Íbamos por las tardes a ver los peces del Quai de la Mégisserie, en marzo el mes
leopardo, el agazapado pero ya con un sol amarillo donde el rojo entraba un poco
más cada día. Desde la acera que daba al río, indiferentes a los bouquinistes
que nada iban a darnos sin dinero, esperábamos el momento en que veríamos las
peceras (andábamos despacio, demorando el encuentro), todas las peceras al sol,
y como suspendidos en el aire cientos de peces rosa y negro, pájaros quietos en
su aire redondo. Una alegría absurda nos tomaba de la cintura, y vos cantabas
arrastrándome a cruzar la calle, a entrar en el mundo de los peces colgados del
aire.
Sacan
las peceras, los grandes bocales a la calle, y entre turistas y niños ansiosos y
señoras que coleccionan variedades exóticas (550 fr. pièce) están las peceras
bajo el sol con sus cubos, sus esferas de agua que el sol mezcla con el aire, y
los pájaros rosa y negro giran danzando dulcemente en una pequeña porción de
aire, lentos pájaros fríos. Los mirábamos, jugando a acercar los ojos al vidrio,
pegando la nariz, encolerizando a las viejas vendedoras armadas de redes de
cazar mariposas acuáticas, y comprendíamos cada vez peor lo que es un pez, por
ese camino de no comprender nos íbamos acercando a ellos que no se comprenden,
franqueábamos las peceras y estábamos tan cerca como nuestra amiga, la vendedora
de la segunda tienda viniendo del Pont-Neuf, que te dijo: «El agua fría los
mata, es triste el agua fría ...» Y yo pensaba en la mucama del hotel que me
daba consejos sobre un helecho: «No lo riegue, ponga un plato con agua debajo de
la maceta, entonces cuando él quiere beber, bebe, y cuando no quiere no bebe...»
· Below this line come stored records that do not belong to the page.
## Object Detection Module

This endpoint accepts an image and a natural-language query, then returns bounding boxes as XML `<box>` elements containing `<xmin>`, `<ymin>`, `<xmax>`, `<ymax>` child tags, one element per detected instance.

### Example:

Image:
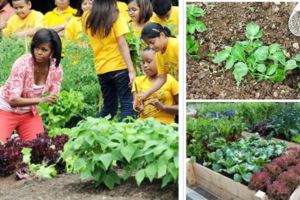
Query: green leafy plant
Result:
<box><xmin>186</xmin><ymin>4</ymin><xmax>206</xmax><ymax>60</ymax></box>
<box><xmin>126</xmin><ymin>31</ymin><xmax>142</xmax><ymax>75</ymax></box>
<box><xmin>38</xmin><ymin>90</ymin><xmax>84</xmax><ymax>135</ymax></box>
<box><xmin>204</xmin><ymin>135</ymin><xmax>287</xmax><ymax>183</ymax></box>
<box><xmin>214</xmin><ymin>22</ymin><xmax>300</xmax><ymax>85</ymax></box>
<box><xmin>61</xmin><ymin>117</ymin><xmax>178</xmax><ymax>189</ymax></box>
<box><xmin>22</xmin><ymin>148</ymin><xmax>57</xmax><ymax>178</ymax></box>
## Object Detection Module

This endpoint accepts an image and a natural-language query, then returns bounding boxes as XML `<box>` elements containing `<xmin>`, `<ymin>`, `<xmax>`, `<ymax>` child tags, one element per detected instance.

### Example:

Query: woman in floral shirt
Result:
<box><xmin>0</xmin><ymin>28</ymin><xmax>63</xmax><ymax>143</ymax></box>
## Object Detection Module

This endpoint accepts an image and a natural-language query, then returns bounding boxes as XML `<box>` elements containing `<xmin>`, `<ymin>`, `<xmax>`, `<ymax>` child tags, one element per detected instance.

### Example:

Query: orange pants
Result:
<box><xmin>0</xmin><ymin>109</ymin><xmax>44</xmax><ymax>143</ymax></box>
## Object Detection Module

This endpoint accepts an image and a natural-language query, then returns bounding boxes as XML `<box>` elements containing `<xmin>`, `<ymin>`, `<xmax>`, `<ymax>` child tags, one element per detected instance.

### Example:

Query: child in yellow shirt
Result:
<box><xmin>44</xmin><ymin>0</ymin><xmax>76</xmax><ymax>36</ymax></box>
<box><xmin>150</xmin><ymin>0</ymin><xmax>178</xmax><ymax>35</ymax></box>
<box><xmin>83</xmin><ymin>0</ymin><xmax>136</xmax><ymax>121</ymax></box>
<box><xmin>127</xmin><ymin>0</ymin><xmax>152</xmax><ymax>37</ymax></box>
<box><xmin>139</xmin><ymin>22</ymin><xmax>178</xmax><ymax>102</ymax></box>
<box><xmin>117</xmin><ymin>0</ymin><xmax>130</xmax><ymax>23</ymax></box>
<box><xmin>64</xmin><ymin>0</ymin><xmax>92</xmax><ymax>41</ymax></box>
<box><xmin>1</xmin><ymin>0</ymin><xmax>43</xmax><ymax>37</ymax></box>
<box><xmin>133</xmin><ymin>47</ymin><xmax>178</xmax><ymax>124</ymax></box>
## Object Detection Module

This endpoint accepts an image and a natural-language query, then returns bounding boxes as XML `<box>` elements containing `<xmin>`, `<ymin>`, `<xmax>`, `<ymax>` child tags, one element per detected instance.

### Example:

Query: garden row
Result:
<box><xmin>187</xmin><ymin>103</ymin><xmax>300</xmax><ymax>200</ymax></box>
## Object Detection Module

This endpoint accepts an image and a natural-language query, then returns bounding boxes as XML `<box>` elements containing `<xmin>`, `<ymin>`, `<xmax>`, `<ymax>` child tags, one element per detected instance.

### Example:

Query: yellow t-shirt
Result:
<box><xmin>117</xmin><ymin>1</ymin><xmax>130</xmax><ymax>23</ymax></box>
<box><xmin>128</xmin><ymin>21</ymin><xmax>142</xmax><ymax>37</ymax></box>
<box><xmin>44</xmin><ymin>6</ymin><xmax>76</xmax><ymax>27</ymax></box>
<box><xmin>156</xmin><ymin>37</ymin><xmax>178</xmax><ymax>80</ymax></box>
<box><xmin>150</xmin><ymin>6</ymin><xmax>178</xmax><ymax>35</ymax></box>
<box><xmin>132</xmin><ymin>74</ymin><xmax>178</xmax><ymax>124</ymax></box>
<box><xmin>65</xmin><ymin>16</ymin><xmax>84</xmax><ymax>41</ymax></box>
<box><xmin>3</xmin><ymin>10</ymin><xmax>44</xmax><ymax>37</ymax></box>
<box><xmin>83</xmin><ymin>12</ymin><xmax>129</xmax><ymax>74</ymax></box>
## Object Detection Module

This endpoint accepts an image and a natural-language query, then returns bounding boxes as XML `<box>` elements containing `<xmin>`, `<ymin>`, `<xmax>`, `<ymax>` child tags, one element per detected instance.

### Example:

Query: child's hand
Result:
<box><xmin>139</xmin><ymin>93</ymin><xmax>148</xmax><ymax>101</ymax></box>
<box><xmin>133</xmin><ymin>99</ymin><xmax>144</xmax><ymax>112</ymax></box>
<box><xmin>128</xmin><ymin>70</ymin><xmax>136</xmax><ymax>87</ymax></box>
<box><xmin>149</xmin><ymin>99</ymin><xmax>165</xmax><ymax>111</ymax></box>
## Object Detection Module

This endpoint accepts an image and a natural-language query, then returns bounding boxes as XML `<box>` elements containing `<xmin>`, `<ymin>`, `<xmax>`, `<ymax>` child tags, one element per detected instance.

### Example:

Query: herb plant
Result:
<box><xmin>186</xmin><ymin>4</ymin><xmax>206</xmax><ymax>60</ymax></box>
<box><xmin>214</xmin><ymin>22</ymin><xmax>300</xmax><ymax>85</ymax></box>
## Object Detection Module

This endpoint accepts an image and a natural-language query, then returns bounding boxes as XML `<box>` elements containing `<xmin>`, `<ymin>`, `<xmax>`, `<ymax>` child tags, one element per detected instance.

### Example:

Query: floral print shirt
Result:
<box><xmin>1</xmin><ymin>54</ymin><xmax>63</xmax><ymax>115</ymax></box>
Y pensábamos en esa cosa increíble que habíamos leído, que un pez solo en su
pecera se entristece y entonces basta ponerle un espejo y el pez vuelve a estar
contento...
Entrábamos en las tiendas donde las variedades más delicadas tenían peceras
especiales con termómetro y gusanitos rojos. Descubríamos entre exclamaciones
que enfurecían a las vendedoras -tan seguras de que no les compraríamos nada a
550 fr .pièce- los comportamientos, los amores, las formas. Era el tiempo
delicuescente, algo como chocolate muy fino o pasta de naranja martiniquesa, en
que nos emborrachábamos de metáforas y analogías, buscando siempre entrar. Y ese
pez era perfectamente Giotto, te acordás, y esos dos jugaban como perros de
jade, y un pez era la exacta sombra de una nube violeta... Descubríamos cómo la
vida se instala en formas privadas de tercera dimensión, que desaparecen si se
ponen de filo o dejan apenas una rayita rosada inmóvil vertical en el agua. Un
golpe de aleta y monstruosamente está de nuevo ahí con ojos bigotes aletas y del
vientre a veces saliéndole y flotando una transparente cinta de excremento que
no acaba de soltarse, un lastre que de golpe los pone entre nosotros, los
arranca a su perfección de imágenes puras, los compromete, por decirlo con una
de las grandes palabras que tanto empleábamos por ahí y en esos días.